Balancing humanity and technology

CHROs have always had to manage apparent contradictions. This pressure will continue in 2020. The business sentiment will call for a relook at the many dimensions of a workplace and a workforce. There will be strategic shifts in structures, talent mix and talent count. New digital moves will push companies and their business models out of their comfort zones. Many people may not seem adequately relevant or impactful in the new reality. They will need to be dealt with fairly but firmly. Reorienting a new workplace to align with a more agile and responsive culture will force the union of the hard stuff with the soft. Those CHROs who will be able to deal with this duality are likely to deliver better outcomes than those who will be more unidimensional.

Ladder-shaped to pulse-shaped compensation mechanism

In my view, there will be no choice but to disrupt our historical thinking. It is not just for the CHROs but the promoters and boards to move away from a world that is almost dead. Both careers and rewards will not necessarily be surrogates for tenure. The definition of loyalty, progression and rewards will need to change for the best talent. Socialism will stay popular because a huge majority of the workforce will prefer security and stability. But the best will want to experiment, take risks, move out of classical careers, and learn ahead of the curve.

How the companies will attract and keep this set of talent, comprising both rain makers and change makers, will be interesting to see. The decibels of the majority still dictate a lot of our thinking and doing. While this buys today, I am not sure it insures tomorrow. Tenure cannot determine leadership progression any more. Nor can socialistic rewards keep the best. I think there will need to be a shift towards a hybrid model. Unless we do that, we will continue with the same boring set of annual or quarterly events that we have seen for too long.

The future of ‘Teal’ organisations

I wish I could be more optimistic. Many organisations – I now meet to advise – say all the right things but they are far removed from a resolve to practise them. The pressure of the here and now and their own discomfort with the new is making change still evolutionary. There exists a tendency of wanting to follow rather than lead. Therefore, in my view, while everyone is speaking the right things, most are responding too slowly. Also, many interventions may not give results overnight. The way I look at it, there appears to be a crisis of leadership and governance. Both must be priorities for CHROs to help their organisations with. But, they definitely need to demonstrate more courage and resolve than before.

Internal equality and internal equity

It all starts from the tone at the top. Unless that shifts, I am afraid nothing much will pervade down the line. Life is never equal — in terms of opportunity, impact or reward. It must not be. Various people look at deserts differently. Some manage to grow an oasis in them. So I am not a believer in equality. But yes, there must be better internal equity. This is an issue of philosophy and principle, not of absolute numbers. There has to be an articulation of that ‘shared destiny’ and organisation systems must align everyone with that common interest.

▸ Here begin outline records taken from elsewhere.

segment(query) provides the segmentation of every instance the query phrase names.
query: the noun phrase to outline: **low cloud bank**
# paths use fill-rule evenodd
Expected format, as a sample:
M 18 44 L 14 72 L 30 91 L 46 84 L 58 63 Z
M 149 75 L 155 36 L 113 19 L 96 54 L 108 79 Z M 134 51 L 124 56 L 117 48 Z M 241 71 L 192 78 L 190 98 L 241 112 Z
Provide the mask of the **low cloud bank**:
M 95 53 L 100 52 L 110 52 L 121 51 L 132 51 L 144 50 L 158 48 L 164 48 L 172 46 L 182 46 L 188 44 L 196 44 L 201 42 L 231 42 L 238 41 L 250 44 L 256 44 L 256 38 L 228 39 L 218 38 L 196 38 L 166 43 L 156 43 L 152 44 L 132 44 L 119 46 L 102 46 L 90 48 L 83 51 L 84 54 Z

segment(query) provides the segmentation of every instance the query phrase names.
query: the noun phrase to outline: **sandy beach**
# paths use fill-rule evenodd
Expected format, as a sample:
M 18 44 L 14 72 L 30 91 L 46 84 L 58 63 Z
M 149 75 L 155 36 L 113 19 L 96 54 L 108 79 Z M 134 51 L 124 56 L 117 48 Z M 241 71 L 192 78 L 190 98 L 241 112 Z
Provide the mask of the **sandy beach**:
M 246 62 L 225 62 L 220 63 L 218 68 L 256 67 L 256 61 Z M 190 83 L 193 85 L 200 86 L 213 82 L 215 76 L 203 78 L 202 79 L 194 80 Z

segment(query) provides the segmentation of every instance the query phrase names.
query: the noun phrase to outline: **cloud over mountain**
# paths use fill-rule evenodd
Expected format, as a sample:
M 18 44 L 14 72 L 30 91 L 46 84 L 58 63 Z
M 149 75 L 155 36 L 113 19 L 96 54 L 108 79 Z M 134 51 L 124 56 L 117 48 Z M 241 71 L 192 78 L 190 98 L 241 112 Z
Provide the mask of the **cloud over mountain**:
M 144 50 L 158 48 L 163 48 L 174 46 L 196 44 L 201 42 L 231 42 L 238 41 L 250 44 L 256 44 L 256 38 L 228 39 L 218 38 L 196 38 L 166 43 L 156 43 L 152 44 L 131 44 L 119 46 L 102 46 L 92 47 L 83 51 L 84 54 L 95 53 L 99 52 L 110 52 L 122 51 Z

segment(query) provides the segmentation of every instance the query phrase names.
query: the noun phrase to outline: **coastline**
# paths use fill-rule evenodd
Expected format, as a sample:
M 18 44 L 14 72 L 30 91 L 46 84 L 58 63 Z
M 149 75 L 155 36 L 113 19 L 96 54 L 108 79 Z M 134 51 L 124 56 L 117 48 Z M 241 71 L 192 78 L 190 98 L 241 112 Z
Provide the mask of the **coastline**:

The goal setting system itself is faulty and overweight in many companies. By splitting hair, we have so many line items for everyone, no one really knows what uber-goal we are collectively playing for. The leadership inability to measure up to a simpler ask makes most organisations complex, something that unfortunately gets celebrated. Unless, we get some of these fundamentals right, we will have enough reasons to expect internal equality, because we have never understood internal equity.